Old: In the past when I’ve joined Weight Watchers, I’d skip the meetings if I knew I’d had a bad week and my weight would be up. I was too hard on myself and would convince myself that I’d go back next week after I’d been perfect and lost the weight I’d gained. One week would turn into two weeks, and eventually I’d get angry at myself that I was paying for the membership but not going, and I’d cancel it.
New: This time around I’ve committed to perfect attendance every week, no matter what the scale is going to say. I’m at 27 weeks and counting.
Old: I’d get bored with the work of counting calories/points and lazy with my habits of tracking and measuring, letting little slips turn into big slides downhill.
New: This is still a struggle for me and I’ve found myself slipping once again, so I’m tracking how often I’m tracking with a goal of at least 5 times per week.
Old: I avoided exercise because I didn’t enjoy it, I didn’t have time, and I felt too self conscious doing it in public, or at home in front of the kids. I let other things get in the way of taking care of myself; family, work, housework, money, etc.
New: I’m not worrying as much about what other people think and I’ve signed up for the Master’s Swim at the gym, and personal training 2 days a week. It’s been challenging with my busy “mom of 3, working full time, with several side writing gigs” schedule, but aside from when my swimming suit disintegrated, I haven’t missed a swim practice or training session yet.
I’ve signed up to participate in one 5K per month throughout 2013 and I’m right on track.
I’ve also started working with a trainer who is pushing me harder than I’ve ever pushed myself. He’s got my phone number and full permission to kick my butt if I don’t show up and play full out at each of our training or swimming sessions.
Old: I used to diet in private. I didn’t want anyone to know I was trying to lose weight because it would call attention to how heavy I was and I didn’t want anyone to see me fail once again.

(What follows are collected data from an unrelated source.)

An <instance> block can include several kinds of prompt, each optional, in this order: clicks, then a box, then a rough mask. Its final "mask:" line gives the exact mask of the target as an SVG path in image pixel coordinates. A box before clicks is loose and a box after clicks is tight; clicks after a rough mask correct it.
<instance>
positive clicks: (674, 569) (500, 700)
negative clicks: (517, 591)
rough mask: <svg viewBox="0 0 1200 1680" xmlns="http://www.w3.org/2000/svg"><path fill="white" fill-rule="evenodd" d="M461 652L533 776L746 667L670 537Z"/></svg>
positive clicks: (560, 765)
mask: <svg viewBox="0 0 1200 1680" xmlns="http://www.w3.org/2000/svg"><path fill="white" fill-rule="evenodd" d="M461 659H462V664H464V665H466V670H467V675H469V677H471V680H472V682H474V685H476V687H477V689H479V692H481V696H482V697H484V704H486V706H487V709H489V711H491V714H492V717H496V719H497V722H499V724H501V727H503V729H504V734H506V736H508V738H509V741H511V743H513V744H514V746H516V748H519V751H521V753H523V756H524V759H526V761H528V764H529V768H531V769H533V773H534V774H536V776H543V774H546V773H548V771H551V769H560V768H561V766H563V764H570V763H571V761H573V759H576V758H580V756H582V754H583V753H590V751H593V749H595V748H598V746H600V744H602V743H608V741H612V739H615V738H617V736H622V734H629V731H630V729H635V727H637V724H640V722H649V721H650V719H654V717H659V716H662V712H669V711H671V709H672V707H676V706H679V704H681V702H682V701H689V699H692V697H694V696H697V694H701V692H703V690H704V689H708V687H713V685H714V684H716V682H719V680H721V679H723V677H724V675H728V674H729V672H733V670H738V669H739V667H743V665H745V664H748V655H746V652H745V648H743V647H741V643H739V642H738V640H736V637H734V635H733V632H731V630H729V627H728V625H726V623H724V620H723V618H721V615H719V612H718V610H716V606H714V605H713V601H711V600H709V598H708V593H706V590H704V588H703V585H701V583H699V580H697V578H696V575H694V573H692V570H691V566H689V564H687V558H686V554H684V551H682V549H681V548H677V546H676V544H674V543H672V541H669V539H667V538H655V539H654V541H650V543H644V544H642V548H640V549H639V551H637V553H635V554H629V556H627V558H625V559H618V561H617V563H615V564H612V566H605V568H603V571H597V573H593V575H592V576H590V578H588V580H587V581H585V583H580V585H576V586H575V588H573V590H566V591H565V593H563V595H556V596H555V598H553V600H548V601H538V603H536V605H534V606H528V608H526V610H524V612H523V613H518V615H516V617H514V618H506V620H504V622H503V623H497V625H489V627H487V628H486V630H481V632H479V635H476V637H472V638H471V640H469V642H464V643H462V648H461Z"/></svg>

New: This time everyone knows. I report my ups and downs each week to my family and friends at work, who also do a good job keeping me on track since I can’t snack in front of them without someone saying something. :)
I’m part of a couple of weight loss Facebook groups and I’ve decided to share the nitty gritty details of my weekly weigh-ins and weight loss progress here on my blog as well, so please hold me to it! (If you’d like some help in the accountability department too, please let me know.)
Old: I’ve always looked to exercise, diet, and make better food choices, etc. as a punishment for being fat. Letting slip-ups be an excuse to beat myself up. Criticizing myself for not being good enough.
New: I am so critical of myself and this time around I’m trying to not be black and white with my successes and failures, but instead celebrate the process. If I’m up 2 pounds, asking why, and learning from it. Allowing the process to be gradual instead of expecting more of myself than is possible, setting realistic goals. If I catch myself being critical, I remind myself to celebrate this step in the evolution of becoming me and living up to my potential.
If you haven’t stopped to reflect on why you haven’t reached your goals in the past, it’s a pretty eye opening experience and I highly recommend it. Finding out what your triggers are can help you be aware of them when you’re approaching the danger zone of failure and make corrections to get back on track.